Faile unterdrückte ein Seufzen. Die letzten Prügel hatte sie für ein Seufzen im falschen Augenblick bekommen. Lusara gehörte zu jenen, die ihr in den vergangenen zwei Wochen die Treue geschworen hatten. Nach Aravine hatte Faile sich bemüht, bei der Auswahl sorgfältiger vorzugehen, aber jemanden abzuweisen, der die Treue schwören wollte, schuf nur einen potenziellen Verräter, und so hatte sie viel zu viele Anhänger, und einer guten Zahl davon konnte sie sich nicht sicher sein. Langsam kam sie zu der Ansicht, dass Lusara vertrauenswürdig war oder sie zumindest nicht vorsätzlich verraten würde, aber die Frau behandelte ihre Fluchtpläne wie ein Kinderspiel, als würde es keine Konsequenzen haben, wenn sie verloren. Anscheinend hatte sie das Kaufmannsgewerbe auf die gleiche Weise betrieben, mehrere Vermögen gemacht und auch wieder verloren, aber Faile würde keine zweite Chance bekommen, wenn sie scheiterten. Und das Gleiche galt für Alliandre oder Maighdin. Oder Lusara. Diejenigen von Sevannas Gai'schain, die einen Fluchtversuch gewagt hatten, waren angekettet, wenn sie nicht arbeiteten oder sie bedienten.

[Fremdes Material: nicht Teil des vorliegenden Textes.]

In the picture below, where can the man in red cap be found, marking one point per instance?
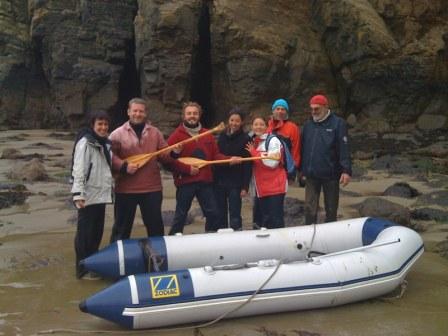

Therava nahm einen Schluck Wasser, dann stellte sie den Pokal auf dem Teppich mit dem Blumenmuster ab und fixierte Sevanna mit stählernem Blick. »Die Weisen Frauen sind der Meinung, dass es für uns höchste Zeit ist, nach Norden und Osten zu reisen. Wir können in den dortigen Bergen leicht zu verteidigende Täler finden, und wir können sie in weniger als zwei Wochen erreichen, selbst wenn uns die Gai'schain langsamer machen. Dieser Ort hier ist nach allen Seiten offen, und unsere Streifzüge, um Nahrung herbeizuschaffen, müssen wir immer weiter ausdehnen.«
Sevannas grüne Augen erwiderten das Starren, ohne zu blinzeln; Faile bezweifelte, das auch geschafft zu haben. Es ärgerte Sevanna, wenn sich die anderen Weisen Frauen ohne sie trafen, und sie ließ es oft an ihren Gai'schain aus, aber sie lächelte und trank einen Schluck Wein, bevor sie in geduldigem Tonfall antwortete, so als müsste sie jemandem etwas erklären, der leicht zurückgeblieben war. »Hier gibt es guten Ackerboden, und wir haben ihre Aussaat zusätzlich zu der unseren. Wer kann schon sagen, wie der Boden in den Bergen sein wird? Unsere Raubzüge bringen uns Rinder und Schafe und Ziegen. Hier gibt es gute Weidegründe. Welche Weidegründe kennt Ihr in den Bergen, Therava? Hier haben wir mehr Wasser, als ein Clan jemals besessen hat. Wisst Ihr, wo in den Bergen das Wasser ist? Und was die Verteidigung angeht, wer will uns angreifen? Diese Feuchtländer laufen vor unseren Speeren fort.«
»Nicht alle laufen weg«, sagte Therava trocken. »Manche können den Tanz des Speers sogar gut tanzen. Und was ist, wenn Rand al'Thor einen der anderen Clans gegen uns ausschickt? Wir würden das erst bemerken, wenn uns die Hörner aufspießen.« Plötzlich lächelte sie auch, ein Lächeln, das ihre Augen nicht erreichte. »Man munkelt, Ihr habt den Plan, Euch gefangen nehmen zu lassen und Rand al'Thors Gai'schain zu werden, damit Ihr ihn dazu bringen könnt, Euch zu heiraten. Ein amüsanter Einfall, findet Ihr nicht auch?«
Faile zuckte zusammen, obwohl sie das nicht wollte.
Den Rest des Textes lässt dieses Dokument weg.